うつ病の方が仕事を探す方法


うつ病を抱えている方が社会復帰を考える際に気になるのは仕事のことです。うつ病を抱えた状態で仕事ができるのか、就職して病状が悪化しないかなど不安に感じている方は多くいます。うつ病の方が仕事を探すには、どのような方法があるのでしょうか。

鬱病の方の就職面接のイメージ

うつ病でも仕事はできる?

うつ病でも仕事に就くことは可能です。実際に、治療を続けながら仕事をしているうつ病の患者さんは多くいます。しかし、病状が落ち着いていない場合には焦って就職活動をしてしまうと悪化することがあります。まずは十分に休養をとりましょう。

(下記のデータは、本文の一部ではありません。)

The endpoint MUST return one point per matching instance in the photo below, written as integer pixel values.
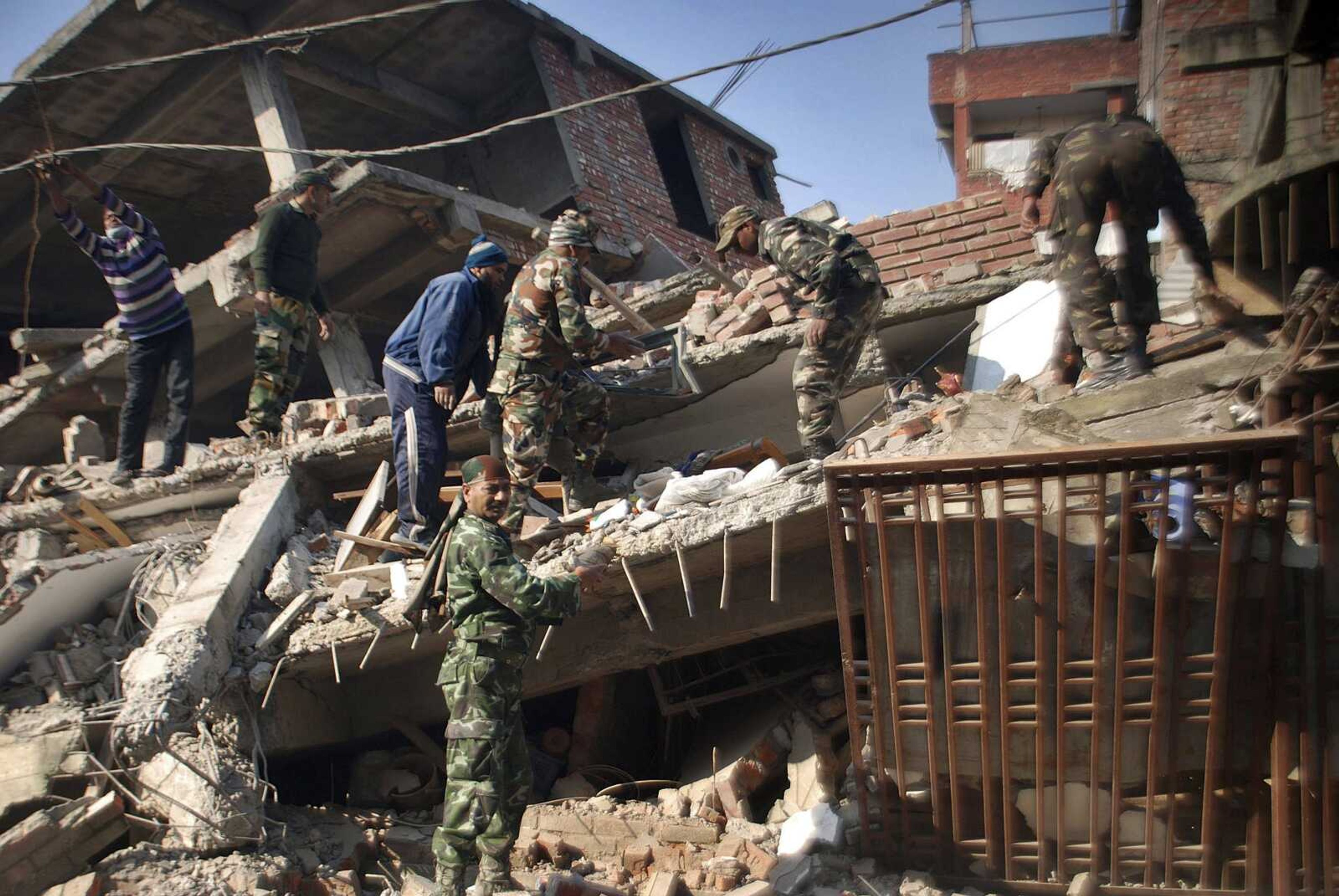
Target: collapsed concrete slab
(191, 647)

「そろそろ仕事を始めたい」と思ったら、主治医に相談してみましょう。主治医が、回復したと判断して許可が出れば就職活動を始めることができます。仕事を探す場合には、体調を見ながら無理のない範囲で始めましょう。

仕事を探す際にうつ病のことは伝えるべき?

うつ病で仕事を探す場合に、企業やエージェントなどにうつ病であることを伝えるかどうか悩む方が多いようです。

病状が安定していて、次の職場でも問題なく仕事ができると主治医が判断した場合には、うつ病であることを伝える必要はありません。ただし、まだ体調に不安が残る場合には事前に伝えておくことをおすすめします。事前に伝えておけば、業務に支障が出ないよう職場が配慮してくれるケースもあるからです。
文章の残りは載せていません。